Near the center of the island, land-locked and hot as hell, are the tennis courts. They were as chaotic as the rest of the town when I was a kid. When we could get a court, which wasn’t easy, I left the beach and saw my horizons instantly narrow. Here, rather than looking out at the wide vista of the ocean, I stared down at the small patch of asphalt in front of me as I walked slowly back to collect a ball at the fence. I moved to my own rhythm between points, my forehead dripping sweat that I enjoyed not wiping off. I blocked out all sensory stimulation other than the sound of the ball and my own huffing and puffing. When you practice seriously for a long time, your opponent tends to fade away and the rhythm of your breathing becomes your companion. You play to the deliberate and purposeful cadence of concentration, of practice, of trying to do something better. Again, when I hit balls at the shore, time slowed down. But unlike those lost hours of indolence in my grandmother’s house, I can still create the same quiet, solitary feeling on a court today. Maybe it’s because it reminds me of playing the sport as a kid, but I still love staring down in front of me and hearing only my breathing as I walk toward the back fence to pick up a ball. If nothing else, tennis teaches us to love concentrating.

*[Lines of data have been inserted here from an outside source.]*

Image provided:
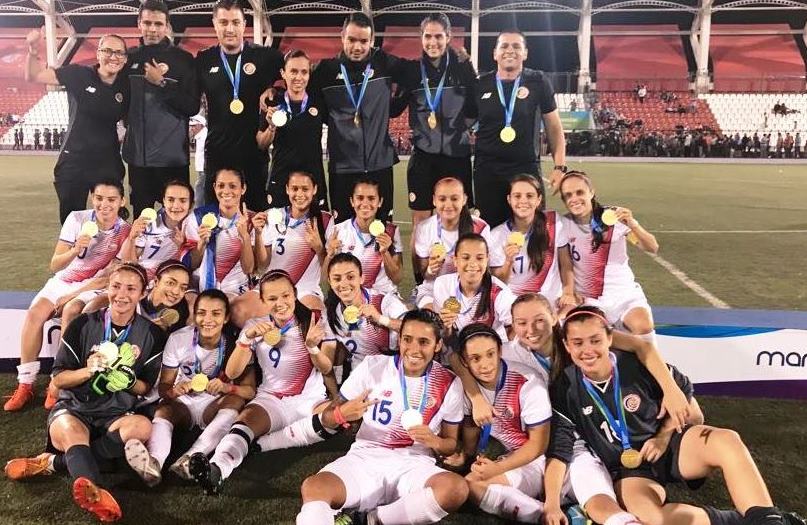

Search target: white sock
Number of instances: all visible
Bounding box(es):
[185,408,238,456]
[17,361,39,385]
[479,484,544,523]
[146,417,174,469]
[210,423,255,479]
[297,501,334,525]
[258,415,336,452]
[376,487,448,525]
[603,512,641,525]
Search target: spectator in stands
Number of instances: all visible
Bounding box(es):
[196,0,283,211]
[309,12,404,221]
[123,0,199,217]
[474,29,566,225]
[25,29,129,222]
[189,115,207,208]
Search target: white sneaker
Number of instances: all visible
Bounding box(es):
[124,439,163,487]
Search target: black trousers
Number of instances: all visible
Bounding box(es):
[474,156,546,228]
[129,164,190,218]
[328,166,395,222]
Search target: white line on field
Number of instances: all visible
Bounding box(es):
[645,253,731,310]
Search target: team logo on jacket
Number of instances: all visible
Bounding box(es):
[622,394,642,412]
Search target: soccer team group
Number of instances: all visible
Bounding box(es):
[5,4,803,525]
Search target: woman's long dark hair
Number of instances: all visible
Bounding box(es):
[510,173,549,273]
[454,232,493,320]
[560,171,610,252]
[325,252,361,334]
[258,270,311,338]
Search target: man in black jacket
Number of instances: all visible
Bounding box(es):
[123,0,199,217]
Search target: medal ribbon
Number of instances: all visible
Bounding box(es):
[496,74,521,128]
[192,328,224,379]
[219,46,241,104]
[476,359,507,454]
[339,62,370,118]
[583,352,632,450]
[398,357,432,414]
[420,53,451,118]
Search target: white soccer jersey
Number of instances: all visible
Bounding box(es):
[262,208,334,297]
[323,290,407,368]
[562,215,635,299]
[135,210,188,281]
[340,355,463,455]
[241,316,322,397]
[464,360,552,452]
[327,219,403,294]
[434,273,516,341]
[55,210,132,283]
[415,214,493,275]
[185,204,252,295]
[490,211,569,304]
[162,326,227,384]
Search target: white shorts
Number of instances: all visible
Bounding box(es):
[31,277,94,306]
[320,445,446,511]
[585,283,652,325]
[564,440,616,508]
[247,380,328,432]
[177,392,219,429]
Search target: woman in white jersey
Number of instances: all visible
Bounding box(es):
[185,168,255,298]
[4,180,130,412]
[560,171,658,341]
[190,270,332,494]
[490,174,576,310]
[126,288,255,486]
[297,310,468,525]
[413,177,490,308]
[322,179,403,294]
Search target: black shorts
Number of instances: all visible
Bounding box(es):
[406,148,474,211]
[46,403,132,453]
[611,426,706,490]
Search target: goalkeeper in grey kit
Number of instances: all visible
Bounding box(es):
[6,264,166,522]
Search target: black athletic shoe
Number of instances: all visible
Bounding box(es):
[189,452,224,496]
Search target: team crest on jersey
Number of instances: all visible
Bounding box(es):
[622,394,642,412]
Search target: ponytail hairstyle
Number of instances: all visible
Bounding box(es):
[432,177,474,236]
[325,252,362,333]
[510,173,550,273]
[258,269,311,338]
[560,170,610,252]
[454,232,493,321]
[287,170,327,246]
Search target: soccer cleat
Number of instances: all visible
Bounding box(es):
[188,452,224,496]
[168,454,193,481]
[3,383,34,412]
[123,439,163,487]
[73,478,123,523]
[5,452,55,481]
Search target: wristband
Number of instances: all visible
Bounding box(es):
[333,405,350,428]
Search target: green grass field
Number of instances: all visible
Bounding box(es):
[0,156,807,525]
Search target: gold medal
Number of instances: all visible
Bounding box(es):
[499,126,516,144]
[263,328,282,346]
[426,111,437,129]
[191,374,210,392]
[619,448,642,468]
[230,98,244,115]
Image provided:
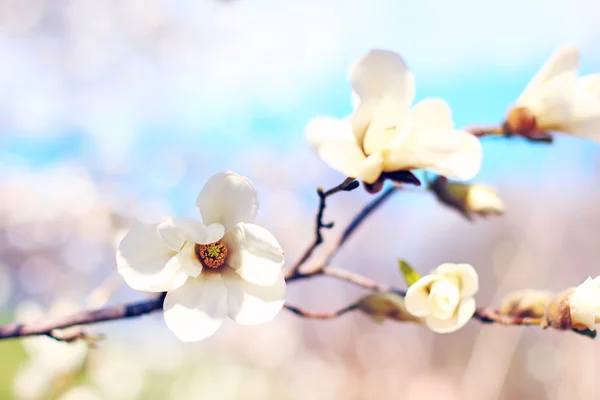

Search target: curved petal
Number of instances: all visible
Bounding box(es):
[116,224,183,292]
[435,263,479,299]
[354,153,384,184]
[163,273,227,342]
[224,224,284,285]
[517,46,579,106]
[425,299,475,333]
[408,97,454,131]
[158,217,225,251]
[196,172,258,230]
[223,270,286,325]
[167,242,203,278]
[516,46,579,130]
[349,49,415,143]
[360,96,406,155]
[569,278,597,331]
[384,127,483,180]
[306,117,356,150]
[429,279,460,319]
[317,141,366,178]
[404,275,442,317]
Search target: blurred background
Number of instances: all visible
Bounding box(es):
[0,0,600,400]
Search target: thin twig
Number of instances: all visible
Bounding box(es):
[283,303,357,319]
[324,186,401,266]
[0,293,166,341]
[285,178,358,278]
[473,308,541,325]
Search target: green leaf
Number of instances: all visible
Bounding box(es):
[398,260,421,287]
[573,329,598,339]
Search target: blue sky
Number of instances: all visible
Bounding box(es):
[0,0,600,212]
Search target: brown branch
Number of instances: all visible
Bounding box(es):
[0,293,166,342]
[473,308,541,325]
[283,303,358,319]
[285,178,358,278]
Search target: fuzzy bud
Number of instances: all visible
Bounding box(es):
[356,292,423,323]
[541,288,575,331]
[431,176,504,220]
[499,289,552,318]
[505,107,537,137]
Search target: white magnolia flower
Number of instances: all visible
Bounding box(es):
[506,46,600,140]
[307,50,482,192]
[569,277,600,331]
[405,263,479,333]
[117,172,285,342]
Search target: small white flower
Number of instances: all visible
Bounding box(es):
[569,277,600,331]
[405,263,479,333]
[307,50,482,192]
[506,46,600,141]
[117,172,285,342]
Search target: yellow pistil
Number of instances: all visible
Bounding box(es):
[196,240,227,269]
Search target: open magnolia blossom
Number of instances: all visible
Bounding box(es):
[505,46,600,141]
[569,277,600,331]
[404,263,479,333]
[307,50,482,191]
[117,172,285,342]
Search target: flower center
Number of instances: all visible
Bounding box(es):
[196,240,227,269]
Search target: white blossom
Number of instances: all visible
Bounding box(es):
[569,277,600,331]
[117,172,285,341]
[307,50,482,189]
[405,263,479,333]
[507,46,600,141]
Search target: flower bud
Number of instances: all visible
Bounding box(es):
[541,288,575,330]
[505,107,537,137]
[356,292,423,323]
[499,289,552,318]
[431,176,504,220]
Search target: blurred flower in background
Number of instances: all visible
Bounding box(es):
[0,0,600,400]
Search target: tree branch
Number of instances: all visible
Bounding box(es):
[285,178,358,278]
[0,293,166,342]
[283,303,357,319]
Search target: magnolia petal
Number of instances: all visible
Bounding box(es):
[435,263,479,299]
[306,117,356,150]
[569,278,598,331]
[517,46,579,112]
[429,279,460,319]
[196,172,258,231]
[349,49,415,145]
[404,275,442,317]
[225,224,284,285]
[408,98,454,131]
[163,273,227,342]
[384,127,483,180]
[116,224,183,292]
[360,96,406,154]
[317,141,366,178]
[158,217,225,251]
[425,298,475,333]
[355,153,383,184]
[223,270,286,325]
[349,49,415,132]
[167,242,202,278]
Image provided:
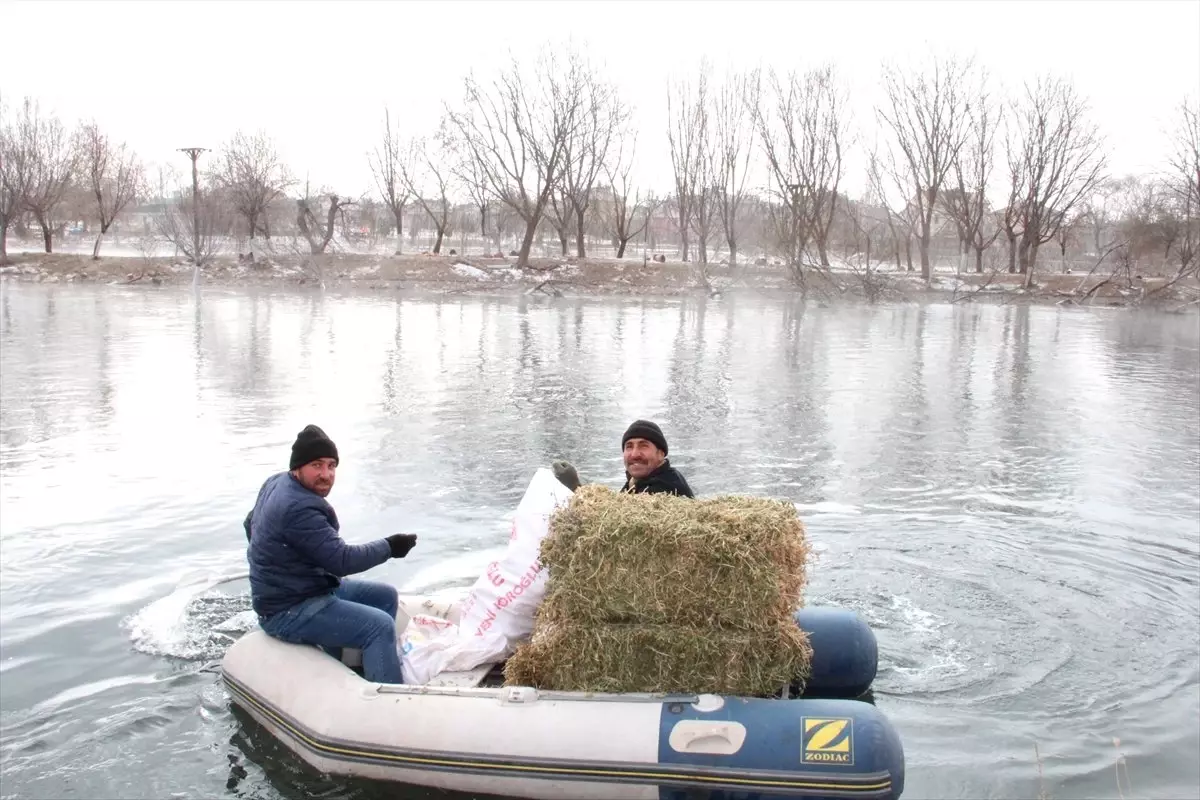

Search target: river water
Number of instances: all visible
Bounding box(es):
[0,283,1200,800]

I first tried serving in Ocean City and failed miserably. It was a lot of body parts to coordinate, and I can remember the panic of throwing the ball up and knowing that I wasn’t going to hit it anywhere near the service box. Later, as a teenager, I would practice with a junior rival who was vacationing in a nearby town. I also spent one of those weeks reading a tennis novel—these existed in the 70s—called World Class, a veiled fictional portrait of the first group of professionals. The quest of its protagonist, the young American Christopher Hill, to become the greatest player of all time, was inspiring.

That quest is long over for me. I probably won’t play tennis in Ocean City this year—it’s supposed to rain, which might mean another marathon of Sorry! and more Trollope than I bargained for. And I certainly won't play a tennis tournament, which is what I did one year at the shore. My dad drove me to a 14-and-under event in Willingboro, N.J., where I lost to a tiny, cocky human backboard 6-1, 6-1. I rode back to Ocean City under a cloud of gloom; the day was ruined. Now I wonder: What would have prompted a kid to voluntarily leave the shore to compete against another kid he didn’t know 100 miles away in blistering August heat? There can be only one reason: To win, and to experience the feeling you get when you win. There was nothing like it then, and there’s nothing like it now. But just like my ability to enjoy staring at a water tank, I’ve lost the desire to compete seriously at tennis, in tournaments, against people I’ve never met. I get enough competition in my work life and even social life. I still love to play matches against friends and fellow club members—that I can experience the relief and happiness that come with winning, even in these pick-up games, is proof of how powerfully satisfying that feeling is. But anything more official than that, any sense that a match I'm playing really matters, begins to make tennis feel like another quintessential feature of youth: a test. I’ve taken enough of those in my life, on court and off. It’s nice to leave some things in the past. It’s nice just to go to the beach.